69 324 signes

Oui, j’ai décidé à partir d’aujourd’hui de compter le nombre de signes de mon roman. Ca permet de visualiser ma progression, en sachant qu’un « roman » commence vers les 200 000 signes à peu près. Depuis hier, j’ai écris deux pages. Ca ne semble pas énorme, mais pour moi c’est beaucoup. Surtout qu’hier j’ai fait une fausse manip et que tout un paragraphe a été perdu. J’ai tout de même réussi à le réécrire de mémoire, mais c’est rageant.

69 324 signes, donc. Soit 33 pages et le chapitre 3 qui touche à sa fin. Je suis en train d’écrire une scène « charnière » et je me dis que c’est peut-être un peu trop tôt. Parce que j’essaie d’être fidèle au « schéma » décrit par Syd Field, qui découle des constantes de Propp. En gros, un roman se découpe en trois partie : une première qui expose les personnages et les lieux, suivie d’un premier « plot point » où le personnage est confronté à quelque chose qui va changer le cours de l’histoire. La deuxième partie suit le développement qui en découle, avec, au milieu du roman un « point de non-retour », marquée par une scène forte, durant laquelle le héros ne peut plus faire marche arrière. L’action et le suspens montent alors en crescendo jusqu’à la fin du deuxième tiers, où un second « plot point », la scène majeure de résolution, intervient. Puis, le souffle redescend doucement durant le dernier tiers, jusqu’à la fin du roman.
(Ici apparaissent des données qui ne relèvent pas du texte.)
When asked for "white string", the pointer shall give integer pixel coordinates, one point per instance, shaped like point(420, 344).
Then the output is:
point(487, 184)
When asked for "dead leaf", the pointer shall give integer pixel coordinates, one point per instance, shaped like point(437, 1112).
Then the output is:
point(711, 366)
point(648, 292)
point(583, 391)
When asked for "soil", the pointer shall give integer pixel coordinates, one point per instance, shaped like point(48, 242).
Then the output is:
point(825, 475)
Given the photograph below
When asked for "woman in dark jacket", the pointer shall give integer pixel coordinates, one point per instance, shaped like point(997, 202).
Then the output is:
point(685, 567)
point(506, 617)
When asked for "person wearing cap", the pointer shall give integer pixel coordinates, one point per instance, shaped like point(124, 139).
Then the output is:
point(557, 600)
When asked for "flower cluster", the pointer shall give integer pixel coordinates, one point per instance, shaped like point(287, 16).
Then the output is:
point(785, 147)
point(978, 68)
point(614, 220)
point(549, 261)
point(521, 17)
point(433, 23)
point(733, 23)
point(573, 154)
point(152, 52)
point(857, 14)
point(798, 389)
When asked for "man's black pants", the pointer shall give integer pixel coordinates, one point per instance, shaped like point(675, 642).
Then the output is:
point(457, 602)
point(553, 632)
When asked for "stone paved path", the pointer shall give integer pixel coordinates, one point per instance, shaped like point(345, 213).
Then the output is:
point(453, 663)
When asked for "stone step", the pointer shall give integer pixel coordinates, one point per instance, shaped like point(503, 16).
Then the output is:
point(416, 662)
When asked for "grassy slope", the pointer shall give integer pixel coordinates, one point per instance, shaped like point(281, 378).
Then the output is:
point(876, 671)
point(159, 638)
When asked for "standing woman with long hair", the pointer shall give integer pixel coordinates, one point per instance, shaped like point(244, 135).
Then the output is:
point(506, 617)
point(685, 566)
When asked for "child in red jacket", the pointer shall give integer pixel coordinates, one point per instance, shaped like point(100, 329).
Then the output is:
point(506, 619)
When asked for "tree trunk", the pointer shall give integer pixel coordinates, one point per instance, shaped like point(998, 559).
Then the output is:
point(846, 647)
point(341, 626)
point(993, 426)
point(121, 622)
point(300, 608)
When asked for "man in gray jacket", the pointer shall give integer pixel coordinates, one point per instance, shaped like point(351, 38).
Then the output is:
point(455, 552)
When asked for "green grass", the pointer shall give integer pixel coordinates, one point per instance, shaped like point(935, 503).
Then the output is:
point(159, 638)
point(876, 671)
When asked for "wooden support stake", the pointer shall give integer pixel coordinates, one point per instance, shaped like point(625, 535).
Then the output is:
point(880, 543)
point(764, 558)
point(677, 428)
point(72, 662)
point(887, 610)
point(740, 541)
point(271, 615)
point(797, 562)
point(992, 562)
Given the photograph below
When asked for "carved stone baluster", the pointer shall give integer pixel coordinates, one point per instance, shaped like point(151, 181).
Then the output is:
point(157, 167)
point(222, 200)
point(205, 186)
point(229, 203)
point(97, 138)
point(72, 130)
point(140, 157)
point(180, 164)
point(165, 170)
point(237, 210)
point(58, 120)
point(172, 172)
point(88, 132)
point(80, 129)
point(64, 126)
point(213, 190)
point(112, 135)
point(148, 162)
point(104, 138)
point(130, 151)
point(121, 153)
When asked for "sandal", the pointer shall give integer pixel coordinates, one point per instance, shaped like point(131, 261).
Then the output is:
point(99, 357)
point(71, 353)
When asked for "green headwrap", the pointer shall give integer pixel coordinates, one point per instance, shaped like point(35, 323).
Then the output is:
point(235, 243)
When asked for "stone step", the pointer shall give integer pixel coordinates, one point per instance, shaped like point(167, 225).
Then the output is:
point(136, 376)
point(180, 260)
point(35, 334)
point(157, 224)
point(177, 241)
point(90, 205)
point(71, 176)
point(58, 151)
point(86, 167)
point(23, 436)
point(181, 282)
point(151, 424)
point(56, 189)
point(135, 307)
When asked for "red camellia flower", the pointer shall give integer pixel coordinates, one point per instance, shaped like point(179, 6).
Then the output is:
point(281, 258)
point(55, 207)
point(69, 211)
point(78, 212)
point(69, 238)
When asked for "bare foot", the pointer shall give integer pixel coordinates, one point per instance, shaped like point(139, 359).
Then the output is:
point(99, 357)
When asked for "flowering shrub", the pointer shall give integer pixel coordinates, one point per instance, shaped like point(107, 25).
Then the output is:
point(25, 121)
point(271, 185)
Oui, j’aimerais vraiment suivre ce schéma, parce que sans lui, le lecteur a beaucoup plus de mal à accrocher à l’histoire; ses repères sont inconsciemment chamboulés. Ca peut paraître bête, mais c’est le cas. J’ai tenté dans mon scénario de le respecter, mais le problème, c’est que au fur et à mesure que j’écris, je m’éloigne de plus en plus de ce scénario. Ca va peut-être me poser problème plus tard, mais tant pis. De toute façon, ce scénario est beaucoup trop complexe et confus, et je m’efforce de recentrer et d’alléger l’histoire. Seulement, voilà : à force de tout bouleverser, je crois que je suis en train d’écrire mon premier « plot point ». Et j’ai peur que ce ne soit trop tôt… ça voudrait dire que théoriquement j’en serais déjà au tiers du roman ; or j’ai encore une foultitude de choses à écrire.
Bah, tant pis, on verra bien… de toute façon, je sais qu’une fois l’écriture finie, je vais encore devoir me retrousser les manches pour remodeler le roman et faire qu’il ressemble à quelque chose de présentable pour un éditeur. En prévention de cela, je modifie au fur et à mesure mon scénario pour qu’il colle à ce que je suis en train d’écrire. C’est laborieux, mais absolument nécessaire ; comme ça, une fois le roman écrit, je disposerai d’un résumé précis et complet qui me permettra d’englober en un rien de temps l’histoire et ses ramifications.